Stop Writing Classes
See Stop writing classes by Jack Diederich. Short summary: if you instantiate a class, use the class once, and then throw it away, (eg, print(PrettySet(data))
) you should just write a function.
def pretty_set(data: set[int]) -> str:
"""Create a string representation of a set of integers, with the integers
in increasing order, and consecutive integers represented by a start value,
two dots, and the end value.
>>> pretty_set({1, 5, 12, 2, 3, 13, 6, 7})
'{1..3, 5..7, 12, 13}'
"""
... implementation here ...
Minor nit
The empty set will return the string {}
which appears to be an empty dictionary, not an empty set.
Readability
Your code needs blank lines before method definitions.
You need to use type hints consistently. In def _seg_to_str(segment: list):
, segment should be list[int]
, and the return type should be -> str
.
groups = itertools.groupby(enumerate(sorted(self)), lambda x: x[1] - x[0])

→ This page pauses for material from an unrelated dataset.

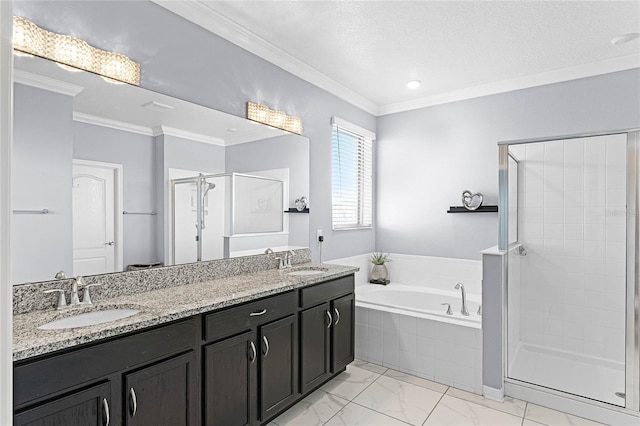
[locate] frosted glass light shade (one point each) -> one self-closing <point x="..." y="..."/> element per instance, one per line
<point x="71" y="51"/>
<point x="274" y="118"/>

is very dense and opaque. It returns something like ((1, [(0, 1), (1, 2), (2, 3)]), (3, [(3, 6), (4, 7), (5, 8)]), (4, [(6, 10), (7, 11)]), (6, [(8, 14), (9, 15), (10, 16)]), (7, [(11, 18)]), (8, [(12, 20), (13, 21), (14, 22), (15, 23), (16, 24), (17, 25)]))

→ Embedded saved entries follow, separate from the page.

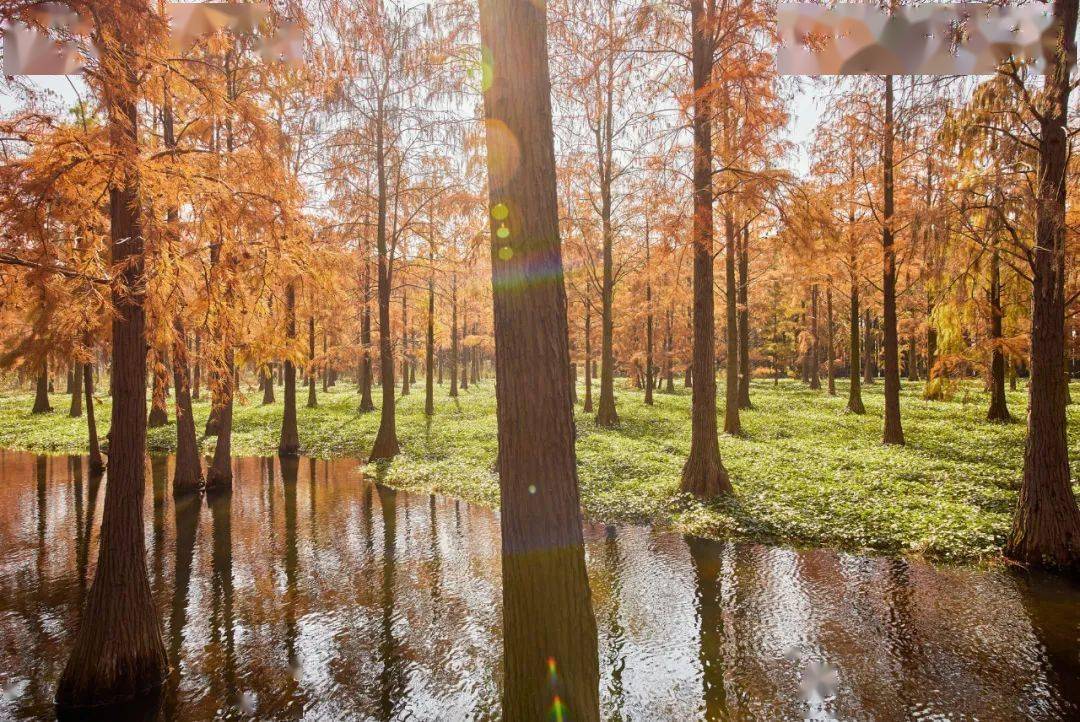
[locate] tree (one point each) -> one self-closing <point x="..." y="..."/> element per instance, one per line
<point x="542" y="546"/>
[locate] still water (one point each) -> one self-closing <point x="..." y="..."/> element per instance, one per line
<point x="321" y="595"/>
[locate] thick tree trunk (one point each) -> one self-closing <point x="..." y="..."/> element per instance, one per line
<point x="429" y="357"/>
<point x="289" y="443"/>
<point x="187" y="476"/>
<point x="831" y="350"/>
<point x="41" y="391"/>
<point x="76" y="409"/>
<point x="814" y="355"/>
<point x="703" y="474"/>
<point x="543" y="568"/>
<point x="455" y="343"/>
<point x="96" y="465"/>
<point x="590" y="364"/>
<point x="365" y="339"/>
<point x="158" y="414"/>
<point x="386" y="441"/>
<point x="732" y="424"/>
<point x="648" y="323"/>
<point x="744" y="368"/>
<point x="1047" y="523"/>
<point x="405" y="350"/>
<point x="312" y="399"/>
<point x="118" y="651"/>
<point x="999" y="408"/>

, which is an iterable of tuples of an int and a list of tuples of two ints. No comment in sight as to what those mean, so maintainability is low.

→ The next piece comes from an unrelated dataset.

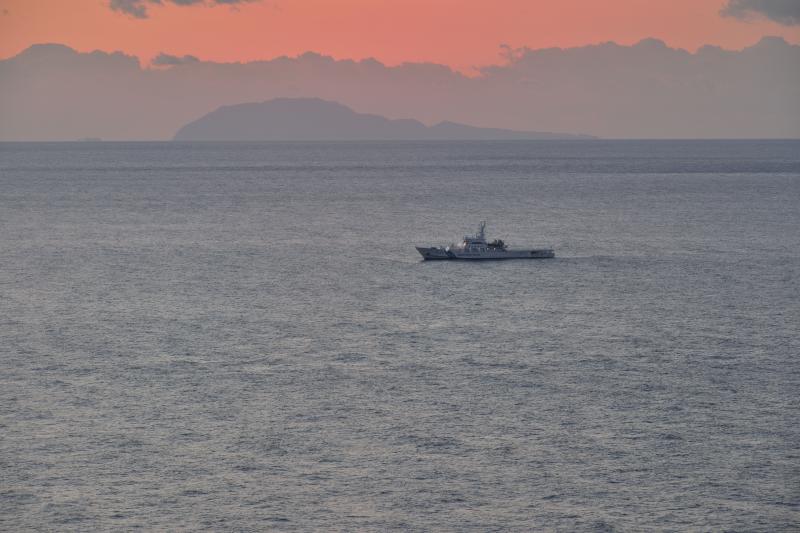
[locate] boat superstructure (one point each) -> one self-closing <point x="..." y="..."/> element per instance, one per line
<point x="475" y="247"/>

Next, you have [list(map(operator.itemgetter(1), g)) for _, g in groups]
, which is making a nested list of lists ... plus for _, g in groups
is extracting the second item of elements of groups, and operator.itemgetter(1)
is also extracting the second item of something. Again, no comment in sight.
Different implementation
The segments = [list(...) for ...]
statement could be turned into a generator to prevent unnecessary construction of the outer loop, but the inner lists all get unnecessarily created. A lighter weight implementation could be made with a function that takes elements one-at-a-time, collect sequential elements, and yield
string of either single elements or ranges. No tuples or lists need to be constructed.
Perhaps:
def pretty_set(data: set[int]) -> str:
"""Create a string representation of a set of integers, with the integers
in increasing order, and consecutive integers represented by a start value,
two dots, and the end value.
>>> pretty_set({1, 5, 12, 2, 3, 13, 6, 7})
'{1..3, 5..7, 12, 13}'
"""
def segments():
it = iter(sorted(data))
start = end = next(it)
for item in it:
if item == end + 1:
end = item
else:
if end > start + 1:
yield f"{start}..{end}"
else:
yield str(start)
if start != end:
yield str(end)
start = item
end = item
if end > start + 1:
yield f"{start}..{end}"
else:
yield str(start)
if start != end:
yield str(end)
if len(data) < 2:
return str(data)
return "{" + ", ".join(segments()) + "}"
data = {1, 2, 3, 6, 7, 8, 10, 11, 14, 15, 16, 18, 20, 21, 22, 23, 24, 25}
print(pretty_set(data))
It is longer, but perhaps it might be more understandable, and possibly a little more efficient.